Alan Clinton offers a refreshing take on the problem of virtual labor: "At
the risk of revising Marcuse, couldn't we say that consciousness of
servitude is not really the problem so much as providing strategies for
political agency?  People who are laboring know that they are laboring.
People (and let's not dismiss the global south so quickly) who are suffering
the violence of capitalism know they are suffering the violence of
servitude.  They may lack awareness of ways to name this violence or attack
it, but they are not unaware of their suffering."
In response to the problem of proprietary systems like SL posing as open
platforms, Andreas Schiffler suggests a radical, peer-to-peer system that
involving shared servers and open source software that become a challenge to
the "'Operating System + Deskop'
metaphor sold by Microsoft and Apple."  This setup could also provide an
open source and peer-to-peer alternative to SL.

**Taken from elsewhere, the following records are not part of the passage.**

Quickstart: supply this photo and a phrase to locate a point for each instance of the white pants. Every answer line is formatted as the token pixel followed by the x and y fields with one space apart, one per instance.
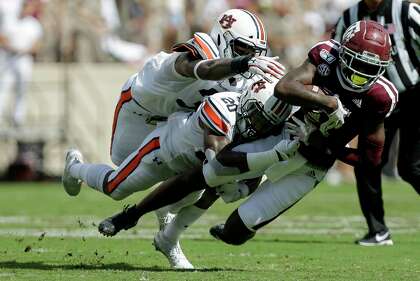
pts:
pixel 271 199
pixel 130 126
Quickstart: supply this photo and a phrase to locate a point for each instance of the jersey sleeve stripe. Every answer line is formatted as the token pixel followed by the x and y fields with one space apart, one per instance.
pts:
pixel 205 46
pixel 391 96
pixel 214 118
pixel 209 100
pixel 185 47
pixel 132 165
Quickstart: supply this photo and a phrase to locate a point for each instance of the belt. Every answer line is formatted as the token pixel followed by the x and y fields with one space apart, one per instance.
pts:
pixel 150 119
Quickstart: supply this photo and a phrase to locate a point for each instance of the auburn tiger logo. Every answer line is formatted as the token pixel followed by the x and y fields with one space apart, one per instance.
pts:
pixel 258 86
pixel 226 21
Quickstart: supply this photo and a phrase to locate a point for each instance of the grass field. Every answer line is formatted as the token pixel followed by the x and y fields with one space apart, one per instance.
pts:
pixel 45 235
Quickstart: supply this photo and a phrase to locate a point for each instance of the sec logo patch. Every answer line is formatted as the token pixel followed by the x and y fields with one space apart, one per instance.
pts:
pixel 323 69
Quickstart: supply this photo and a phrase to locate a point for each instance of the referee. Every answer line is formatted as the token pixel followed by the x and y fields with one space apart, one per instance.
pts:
pixel 402 20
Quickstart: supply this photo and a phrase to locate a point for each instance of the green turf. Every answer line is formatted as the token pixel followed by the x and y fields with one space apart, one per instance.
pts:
pixel 45 235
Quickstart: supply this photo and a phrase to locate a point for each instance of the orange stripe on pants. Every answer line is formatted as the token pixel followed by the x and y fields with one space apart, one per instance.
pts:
pixel 133 164
pixel 125 97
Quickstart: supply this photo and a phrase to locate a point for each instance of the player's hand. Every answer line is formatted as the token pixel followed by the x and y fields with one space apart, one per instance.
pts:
pixel 231 192
pixel 286 149
pixel 335 119
pixel 266 66
pixel 299 129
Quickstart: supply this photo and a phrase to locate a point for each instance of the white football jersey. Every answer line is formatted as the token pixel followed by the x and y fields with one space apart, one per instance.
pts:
pixel 183 138
pixel 162 91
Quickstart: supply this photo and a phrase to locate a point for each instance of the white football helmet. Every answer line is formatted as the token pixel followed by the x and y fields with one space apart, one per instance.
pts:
pixel 259 111
pixel 239 32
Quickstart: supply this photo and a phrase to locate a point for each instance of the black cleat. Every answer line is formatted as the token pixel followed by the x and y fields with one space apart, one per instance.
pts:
pixel 376 239
pixel 217 231
pixel 126 219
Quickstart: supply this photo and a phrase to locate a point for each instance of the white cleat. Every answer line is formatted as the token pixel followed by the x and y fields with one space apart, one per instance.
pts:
pixel 172 252
pixel 164 218
pixel 71 184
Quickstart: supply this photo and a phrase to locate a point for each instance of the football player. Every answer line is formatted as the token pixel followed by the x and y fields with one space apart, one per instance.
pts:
pixel 178 81
pixel 178 146
pixel 353 71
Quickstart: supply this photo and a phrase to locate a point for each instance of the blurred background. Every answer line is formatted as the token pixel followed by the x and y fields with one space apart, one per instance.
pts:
pixel 63 63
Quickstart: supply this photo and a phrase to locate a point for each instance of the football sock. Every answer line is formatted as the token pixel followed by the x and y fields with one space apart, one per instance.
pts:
pixel 92 174
pixel 185 217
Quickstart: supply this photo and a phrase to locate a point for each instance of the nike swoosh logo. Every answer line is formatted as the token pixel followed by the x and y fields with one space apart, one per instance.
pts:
pixel 381 237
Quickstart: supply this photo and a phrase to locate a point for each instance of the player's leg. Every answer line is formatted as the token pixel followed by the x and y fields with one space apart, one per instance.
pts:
pixel 369 189
pixel 268 202
pixel 129 127
pixel 409 148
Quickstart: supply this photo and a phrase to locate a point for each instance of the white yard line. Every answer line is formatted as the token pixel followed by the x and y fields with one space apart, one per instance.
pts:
pixel 299 225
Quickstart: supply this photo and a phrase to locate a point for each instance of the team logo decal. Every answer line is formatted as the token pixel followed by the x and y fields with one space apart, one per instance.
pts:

In response to Simon Biggs' provocation that "SL is a misnomer. It is not a
second life but simply a kind of first life, as constructed by a dominant
elite, represented in such a manner that it will function to further
inculcate and embed its associated ideology on a
global scale. It will sustain the fundamental ethic of consumerism...that we
are all potential suckers or grifters (often both) and that nobody is
responsible for what happens to anybody else. In short, it is another rip
off culture," I would point him to a group that I'm involved with,
RootsCampSL, progressive activists that use SL as a platform for their
work.  No one that I know there believes that their work stays in SL, but
that it offers a unique space (in addition to other unique space) from whic
to get the message out.  I would agree that SL is not a second life but in
fact an extension of first life, but I have failed to find a dominant
ideology there and in fact find it a fertile training ground for almost any
ideology at all -- kind of like first life. Of course, I could just be blind
to my own exploitation...

And Charlie Gere helps us remember that terrorism, exploitation, or even
rape in SL are not the same as their real-world counterparts.  "Again
imagine the reaction of someone who has been involved in attempting to build
and sustain communities in, for example, Iraq or Palestine, listening to
someone describe the problems of community building in SL. I think grasping
and holding onto this distinction is incredibly important."  We need to keep
perspective when talking about these virtual worlds and to remember that,
however they provide us with experiential or spiritual stimulation, they are
still secondary to the actual life-or-death circumstances most global
citizens face.

Looking forward to more discussion of this going forward; I trust that, in
the face of so much media hype that inflates the economic and sensational
aspects of SL, we can all provide an ongoing counter-commentary that
provides a little more depth and context.